Note that the problem basically states the following: you are given a rooted tree; you can pair two vertices $$$x$$$ and $$$y$$$ if neither $$$x$$$ is an ancestor of $$$y$$$ nor $$$y$$$ is an ancestor of $$$x$$$.

. Each vertex can be used in at most one pair. Calculate the maximum possible number of pairs you can make.

Let's look at subtrees of child nodes of the root. If two vertices belong to different subtrees, we can pair them up. So we can slightly rephrase the problem: given m types of objects, with counts $$$sz_1,sz_2,…,sz_m$$$

, find the maximum number of pairs that can be formed using objects of different types.

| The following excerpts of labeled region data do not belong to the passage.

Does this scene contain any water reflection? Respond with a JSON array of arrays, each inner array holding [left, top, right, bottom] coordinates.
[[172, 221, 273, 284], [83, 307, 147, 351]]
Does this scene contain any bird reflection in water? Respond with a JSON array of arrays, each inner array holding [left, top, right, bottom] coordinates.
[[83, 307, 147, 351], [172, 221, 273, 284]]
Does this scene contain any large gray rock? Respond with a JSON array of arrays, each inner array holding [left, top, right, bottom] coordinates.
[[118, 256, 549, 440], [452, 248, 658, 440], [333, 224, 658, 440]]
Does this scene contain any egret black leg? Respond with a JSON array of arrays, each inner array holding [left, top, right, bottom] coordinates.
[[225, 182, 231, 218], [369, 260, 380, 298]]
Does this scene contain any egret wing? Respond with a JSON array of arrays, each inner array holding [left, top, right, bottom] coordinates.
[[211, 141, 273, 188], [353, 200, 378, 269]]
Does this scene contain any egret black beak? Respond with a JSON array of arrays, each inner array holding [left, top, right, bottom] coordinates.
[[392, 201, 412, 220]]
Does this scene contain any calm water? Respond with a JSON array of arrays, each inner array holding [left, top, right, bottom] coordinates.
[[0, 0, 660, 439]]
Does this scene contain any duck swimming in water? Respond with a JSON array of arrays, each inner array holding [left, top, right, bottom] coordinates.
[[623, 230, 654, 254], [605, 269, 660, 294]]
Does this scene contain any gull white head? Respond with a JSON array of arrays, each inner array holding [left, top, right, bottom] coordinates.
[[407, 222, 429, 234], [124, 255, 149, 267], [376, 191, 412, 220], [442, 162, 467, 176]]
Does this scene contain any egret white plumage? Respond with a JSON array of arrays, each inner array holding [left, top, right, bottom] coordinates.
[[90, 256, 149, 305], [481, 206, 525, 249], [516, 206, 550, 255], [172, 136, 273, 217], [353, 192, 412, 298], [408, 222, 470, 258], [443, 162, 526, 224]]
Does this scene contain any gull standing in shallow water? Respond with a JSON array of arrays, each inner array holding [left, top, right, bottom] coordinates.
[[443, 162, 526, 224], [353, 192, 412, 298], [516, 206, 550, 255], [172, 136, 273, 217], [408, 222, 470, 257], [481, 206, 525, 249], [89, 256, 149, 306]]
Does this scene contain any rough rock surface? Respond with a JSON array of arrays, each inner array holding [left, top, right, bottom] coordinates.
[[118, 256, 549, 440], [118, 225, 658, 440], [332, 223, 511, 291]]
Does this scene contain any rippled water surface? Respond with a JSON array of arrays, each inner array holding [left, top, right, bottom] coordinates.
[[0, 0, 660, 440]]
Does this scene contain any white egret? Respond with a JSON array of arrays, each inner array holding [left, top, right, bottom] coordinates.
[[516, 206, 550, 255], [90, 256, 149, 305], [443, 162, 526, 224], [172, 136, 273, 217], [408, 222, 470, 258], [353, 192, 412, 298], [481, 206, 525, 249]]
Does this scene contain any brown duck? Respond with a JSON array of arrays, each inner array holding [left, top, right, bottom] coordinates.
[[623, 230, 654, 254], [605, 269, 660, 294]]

This is a well-known problem with the following solution. Let tot be the total number of objects and $$$mx$$$ be the type that has the maximum number of objects (maximum value of $$$sz$$$). If the number of objects of type $$$mx$$$ is at most the number of all other objects (i. e. $$$sz_{mx}$$$ ≤ $$$tot − sz_{mx}$$$), then we can pair all objects (except $$$1$$$ if the total number of objects is odd). Otherwise, we can create $$$tot−sz_{mx}$$$ pairs of the form $$$(mx,i)$$$ for all $$$i$$$ except $$$mx$$$.

.

Now we can return to the original problem. If the first aforementioned option is met for the root, then we know the answer to the problem is tot2 . Otherwise, we can create $$$tot − sz_{mx}$$$ pairs, but some nodes from the $$$mx$$$-th child's subtree are left unmatched (there are not enough vertices outside that subtree). So we can recursively look at the mx-th child subtree and solve the same problem. The only difference is that some number of vertices from that subtree are already matched. To solve this issue, we can add the parameter k — how many vertices in the current subtree are already matched (we care only about the number of them). From the second paragraph, we know that the best situation (we can pair all objects) appears when the maximum value is at most the number of all other objects. Using this fact, we can say that k matched vertices belong to the $$$mx$$$-th child's subtree. So we have to modify our check formula from $$$sz_{mx}$$$ ≤ $$$tot−sz_{mx}$$$ to $$$sz_{mx} − k$$$ ≤ $$$tot − sz_{mx}$$$.

. This process goes on until the current vertex (subtree) is a leaf or the condition is met.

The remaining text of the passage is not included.